AHC: Successful Filibuster State

Have Americans take over the government of a Latin American state and have over half the population have English as a first language by 2000 (or if that's too difficult, at least 50% with ESL). The ruling political class must be of American extraction.
 
Yes it doesn't fall under the description of filibuster.
It was founded by a clique of mostly-illegal immigrants from the United States. There might also be reasons to believe they had planned things from the start considering many Texians' disdain for the Spanish langage and the "Latin Race" of Mexican mestizos.

A successful Filibuster state sounds like a terrifying thing to me, though. It will most likely result in horrible things happening to the indigenous and mixed race populations already in there.
 
Is there a compelling reason that Texas doesn't count?

Or the Florida parishes of Louisiana for that matter? First successful New World revolt against the Spanish.

I honestly think Walker in Nicaragua had a better chance. He largely failed because he pissed off Vanderbilt, who then bankrolled his adversaries.
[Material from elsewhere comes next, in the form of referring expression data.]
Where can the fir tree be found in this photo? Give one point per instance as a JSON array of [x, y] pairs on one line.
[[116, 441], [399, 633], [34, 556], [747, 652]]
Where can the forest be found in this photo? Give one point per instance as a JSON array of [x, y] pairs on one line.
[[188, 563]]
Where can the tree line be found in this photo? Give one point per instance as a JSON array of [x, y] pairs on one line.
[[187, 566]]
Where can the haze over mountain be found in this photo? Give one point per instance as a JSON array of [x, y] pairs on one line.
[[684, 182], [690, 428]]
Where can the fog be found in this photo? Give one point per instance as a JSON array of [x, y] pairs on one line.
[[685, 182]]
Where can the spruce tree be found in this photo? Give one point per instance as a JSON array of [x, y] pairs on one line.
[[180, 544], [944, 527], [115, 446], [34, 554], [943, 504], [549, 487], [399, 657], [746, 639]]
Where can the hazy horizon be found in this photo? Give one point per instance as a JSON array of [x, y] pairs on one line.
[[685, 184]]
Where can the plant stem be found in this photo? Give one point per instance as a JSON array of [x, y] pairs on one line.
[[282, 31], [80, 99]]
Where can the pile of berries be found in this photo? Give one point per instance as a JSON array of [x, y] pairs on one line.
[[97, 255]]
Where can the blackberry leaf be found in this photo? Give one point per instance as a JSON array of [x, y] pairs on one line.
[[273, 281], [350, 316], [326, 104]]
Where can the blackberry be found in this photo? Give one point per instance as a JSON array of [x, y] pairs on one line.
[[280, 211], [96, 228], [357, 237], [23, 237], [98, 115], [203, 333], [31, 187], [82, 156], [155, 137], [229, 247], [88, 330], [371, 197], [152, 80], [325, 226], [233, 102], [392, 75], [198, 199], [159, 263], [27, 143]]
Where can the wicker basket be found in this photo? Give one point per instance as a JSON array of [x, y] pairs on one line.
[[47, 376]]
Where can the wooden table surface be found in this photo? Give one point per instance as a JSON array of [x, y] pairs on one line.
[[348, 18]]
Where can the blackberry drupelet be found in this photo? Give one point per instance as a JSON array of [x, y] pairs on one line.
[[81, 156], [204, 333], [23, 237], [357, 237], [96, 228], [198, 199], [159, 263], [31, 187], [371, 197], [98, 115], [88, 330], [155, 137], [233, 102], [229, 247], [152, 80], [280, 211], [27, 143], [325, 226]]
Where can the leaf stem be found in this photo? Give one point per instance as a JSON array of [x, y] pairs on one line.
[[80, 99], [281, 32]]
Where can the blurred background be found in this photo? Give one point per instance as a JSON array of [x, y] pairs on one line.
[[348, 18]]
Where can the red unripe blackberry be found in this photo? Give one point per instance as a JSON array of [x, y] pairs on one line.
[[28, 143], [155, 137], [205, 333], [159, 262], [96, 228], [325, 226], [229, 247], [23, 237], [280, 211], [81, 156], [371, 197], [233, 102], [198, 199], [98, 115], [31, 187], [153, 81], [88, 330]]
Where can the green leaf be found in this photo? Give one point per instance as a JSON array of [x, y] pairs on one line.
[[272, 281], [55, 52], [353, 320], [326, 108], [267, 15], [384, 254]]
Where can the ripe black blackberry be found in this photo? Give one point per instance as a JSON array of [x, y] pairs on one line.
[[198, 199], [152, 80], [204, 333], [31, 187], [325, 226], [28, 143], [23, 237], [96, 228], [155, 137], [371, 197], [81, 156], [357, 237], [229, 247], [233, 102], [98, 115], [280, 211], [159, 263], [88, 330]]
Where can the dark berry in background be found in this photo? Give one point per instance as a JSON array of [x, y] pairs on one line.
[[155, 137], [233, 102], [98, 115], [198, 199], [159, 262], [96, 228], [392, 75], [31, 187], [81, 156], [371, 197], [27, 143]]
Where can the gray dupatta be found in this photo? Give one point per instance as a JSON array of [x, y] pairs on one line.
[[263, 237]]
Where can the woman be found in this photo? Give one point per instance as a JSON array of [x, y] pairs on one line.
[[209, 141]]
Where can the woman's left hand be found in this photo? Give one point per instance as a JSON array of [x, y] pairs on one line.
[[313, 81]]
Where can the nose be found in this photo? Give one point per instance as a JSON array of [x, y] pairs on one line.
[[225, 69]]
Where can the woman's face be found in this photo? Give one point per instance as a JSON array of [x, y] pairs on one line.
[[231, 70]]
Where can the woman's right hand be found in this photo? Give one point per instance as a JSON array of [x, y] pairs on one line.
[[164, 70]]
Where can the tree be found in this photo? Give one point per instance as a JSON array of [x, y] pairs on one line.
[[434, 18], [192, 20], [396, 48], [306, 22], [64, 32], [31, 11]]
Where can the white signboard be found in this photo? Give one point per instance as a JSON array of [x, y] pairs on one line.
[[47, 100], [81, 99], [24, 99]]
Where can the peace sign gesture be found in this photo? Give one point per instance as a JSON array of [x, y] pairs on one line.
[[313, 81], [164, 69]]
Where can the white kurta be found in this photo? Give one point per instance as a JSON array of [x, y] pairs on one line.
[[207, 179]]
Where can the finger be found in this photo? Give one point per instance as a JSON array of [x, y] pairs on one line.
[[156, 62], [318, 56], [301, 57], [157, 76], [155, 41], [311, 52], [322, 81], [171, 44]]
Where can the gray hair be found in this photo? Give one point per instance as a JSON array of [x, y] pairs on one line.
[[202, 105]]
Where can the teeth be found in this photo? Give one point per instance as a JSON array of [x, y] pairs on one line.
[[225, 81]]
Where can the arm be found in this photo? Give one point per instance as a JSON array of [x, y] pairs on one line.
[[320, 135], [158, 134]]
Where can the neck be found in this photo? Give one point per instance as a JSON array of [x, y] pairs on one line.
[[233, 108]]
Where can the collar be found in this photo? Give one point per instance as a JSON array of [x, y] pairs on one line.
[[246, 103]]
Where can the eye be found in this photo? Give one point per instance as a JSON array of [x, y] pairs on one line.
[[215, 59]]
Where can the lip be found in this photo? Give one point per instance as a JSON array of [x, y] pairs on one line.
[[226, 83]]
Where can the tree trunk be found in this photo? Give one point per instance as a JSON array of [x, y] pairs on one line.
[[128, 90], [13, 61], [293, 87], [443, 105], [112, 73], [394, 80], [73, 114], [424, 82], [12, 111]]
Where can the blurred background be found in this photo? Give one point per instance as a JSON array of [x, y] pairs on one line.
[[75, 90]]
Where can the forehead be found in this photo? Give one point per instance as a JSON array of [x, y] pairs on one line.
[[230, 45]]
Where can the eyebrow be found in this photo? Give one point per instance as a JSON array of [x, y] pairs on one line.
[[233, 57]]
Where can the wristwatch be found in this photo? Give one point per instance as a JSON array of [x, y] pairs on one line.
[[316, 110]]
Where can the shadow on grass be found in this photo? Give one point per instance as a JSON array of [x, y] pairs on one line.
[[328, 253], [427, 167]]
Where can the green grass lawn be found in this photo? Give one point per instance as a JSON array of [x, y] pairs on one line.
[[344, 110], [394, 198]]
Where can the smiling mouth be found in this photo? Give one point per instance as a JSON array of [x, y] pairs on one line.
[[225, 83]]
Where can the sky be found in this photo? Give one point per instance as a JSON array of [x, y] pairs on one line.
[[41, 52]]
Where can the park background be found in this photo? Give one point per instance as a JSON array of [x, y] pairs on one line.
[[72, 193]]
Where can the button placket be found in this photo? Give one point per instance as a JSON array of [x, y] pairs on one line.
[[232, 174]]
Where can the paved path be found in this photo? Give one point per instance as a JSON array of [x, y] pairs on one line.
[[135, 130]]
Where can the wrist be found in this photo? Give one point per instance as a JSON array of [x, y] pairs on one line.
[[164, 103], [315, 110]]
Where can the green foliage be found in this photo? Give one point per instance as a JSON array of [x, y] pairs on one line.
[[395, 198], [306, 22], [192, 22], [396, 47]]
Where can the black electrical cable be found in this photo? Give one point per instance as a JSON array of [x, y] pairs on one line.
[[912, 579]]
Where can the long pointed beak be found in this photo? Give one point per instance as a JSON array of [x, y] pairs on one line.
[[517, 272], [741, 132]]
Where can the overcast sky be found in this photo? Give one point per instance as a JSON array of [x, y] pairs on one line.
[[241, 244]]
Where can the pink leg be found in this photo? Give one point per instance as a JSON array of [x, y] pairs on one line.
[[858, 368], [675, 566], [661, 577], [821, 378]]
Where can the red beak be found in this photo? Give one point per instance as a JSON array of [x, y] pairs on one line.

If he had made nice with Vanderbilt and got his support, he would be tough to dislodge.
 

TFSmith121

Banned
This is challenging, for the same reasons that none of

Just to be clear, it doesn't have to be a state in the USA/CSA, and I'd actually prefer if it wasn't.

This is challenging, for the same reasons that none of the European efforts to recolonialize one or more Western Hemisphere republics (the US, Haiti, Mexico, the Dominican Republic, etc.) all failed; the Americans (north and south) were a) locals; b) peer competitors in terms of tactics and organization, and c) not especially interested in going back under some other power's control.

The same realities hold true for any filibusters, which in this sense, presumably means either a North American (i.e. US) or European adventurer, or some combination.

Considering how small the various filibuster expeditions generally were, and the reality of how similar efforts by nation states usually ended up, it's pretty close to vanishingly small odds for anything similar to occur and be sustained for any significant amount of time.